Science and Randomness

[Mark 13:13]

I googled all the way to Peano axioms too, but I was on my mobile, so I'd take some half an hour to reply with that...
Let's see the important ones for the 1+1=2 discussion.

1. 0 is a natural number.

6. For every natural number n, S(n) is a natural number.

Peano's original formulation of the axioms used 1 instead of 0 as the "first" natural number. This choice is arbitrary, as axiom 1 does not endow the constant 0 with any additional properties. However, because 0 is the additive identity in arithmetic, most modern formulations of the Peano axioms start from 0. Axioms 1 and 6 define a unary representation of the natural numbers: the number 1 can be defined as S(0), 2 as S(S(0)) (which is also S(1)), and, in general, any natural number n as Sn(0). The next two axioms define the properties of this representation.

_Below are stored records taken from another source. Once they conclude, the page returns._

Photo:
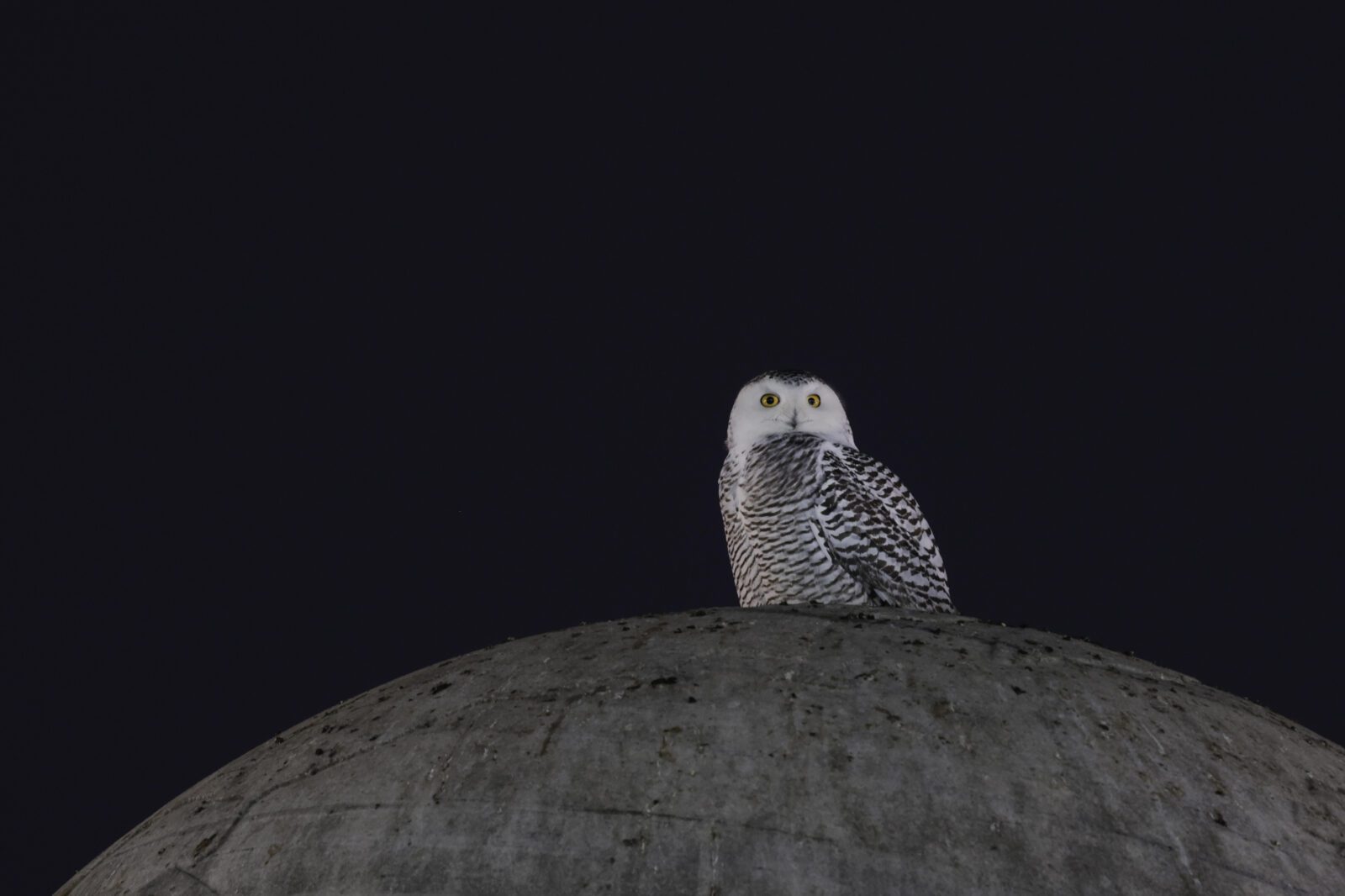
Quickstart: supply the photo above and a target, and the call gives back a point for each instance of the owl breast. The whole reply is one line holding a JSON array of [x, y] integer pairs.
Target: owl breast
[[771, 498]]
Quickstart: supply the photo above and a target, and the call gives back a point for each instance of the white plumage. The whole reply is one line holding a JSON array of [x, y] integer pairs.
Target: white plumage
[[809, 517]]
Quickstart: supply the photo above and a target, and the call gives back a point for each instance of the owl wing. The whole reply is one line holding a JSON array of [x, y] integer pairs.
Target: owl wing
[[872, 528]]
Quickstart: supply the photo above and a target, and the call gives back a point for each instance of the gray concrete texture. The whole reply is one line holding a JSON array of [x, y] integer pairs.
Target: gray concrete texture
[[795, 750]]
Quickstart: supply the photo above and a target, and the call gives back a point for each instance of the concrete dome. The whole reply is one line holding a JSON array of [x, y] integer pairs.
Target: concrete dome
[[767, 751]]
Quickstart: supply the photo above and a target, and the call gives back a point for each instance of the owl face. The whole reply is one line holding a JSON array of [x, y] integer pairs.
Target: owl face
[[784, 401]]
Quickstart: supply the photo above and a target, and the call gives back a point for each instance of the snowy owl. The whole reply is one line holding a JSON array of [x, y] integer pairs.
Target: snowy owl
[[809, 517]]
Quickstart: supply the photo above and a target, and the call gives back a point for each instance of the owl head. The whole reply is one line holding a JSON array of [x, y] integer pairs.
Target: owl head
[[783, 401]]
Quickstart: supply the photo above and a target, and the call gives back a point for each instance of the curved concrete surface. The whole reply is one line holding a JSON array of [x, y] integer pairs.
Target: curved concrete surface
[[767, 751]]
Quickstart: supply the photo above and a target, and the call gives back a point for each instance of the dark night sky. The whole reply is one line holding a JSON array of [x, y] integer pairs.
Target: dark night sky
[[351, 343]]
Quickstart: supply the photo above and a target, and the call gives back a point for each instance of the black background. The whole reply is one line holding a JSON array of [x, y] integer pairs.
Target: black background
[[350, 342]]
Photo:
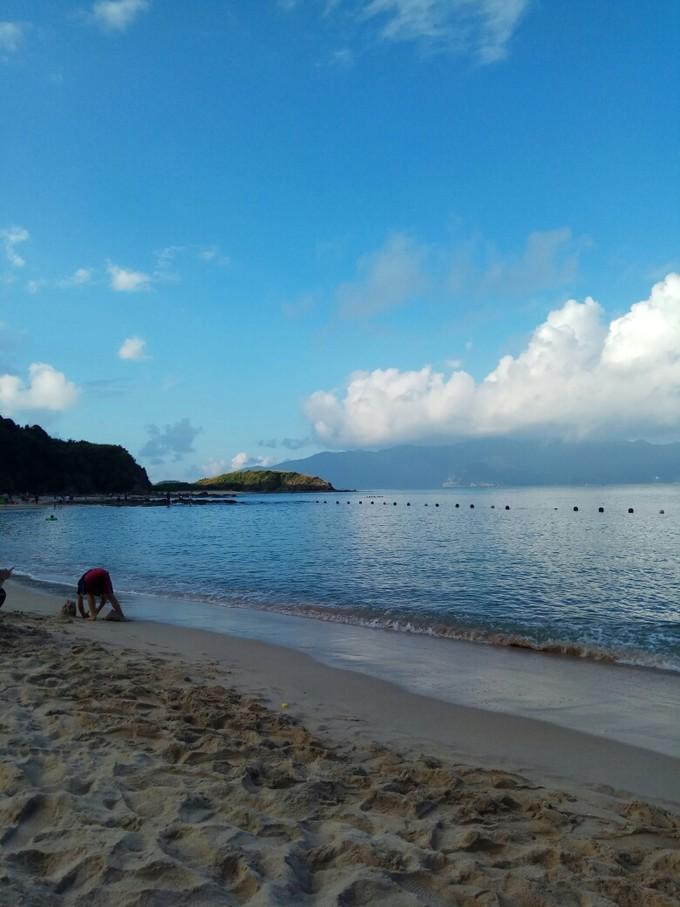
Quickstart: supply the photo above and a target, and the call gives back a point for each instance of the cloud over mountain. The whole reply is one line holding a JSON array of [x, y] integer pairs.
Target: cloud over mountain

7. For every natural number n, S(n) = 0 is false. That is, there is no natural number whose successor is 0.

[...]

Addition is the function + : N × N → N (written in the usual infix notation, mapping two elements of N to another element of N), defined recursively as:
a+0=a,
a+S(b) = S(a+b)

Now, do the math!

hock: i know where you are at so i've tried to not get into anything to complicated, but knowing some of the members of the forum they will be able to settle the issue and explain it simply without getting too confusing.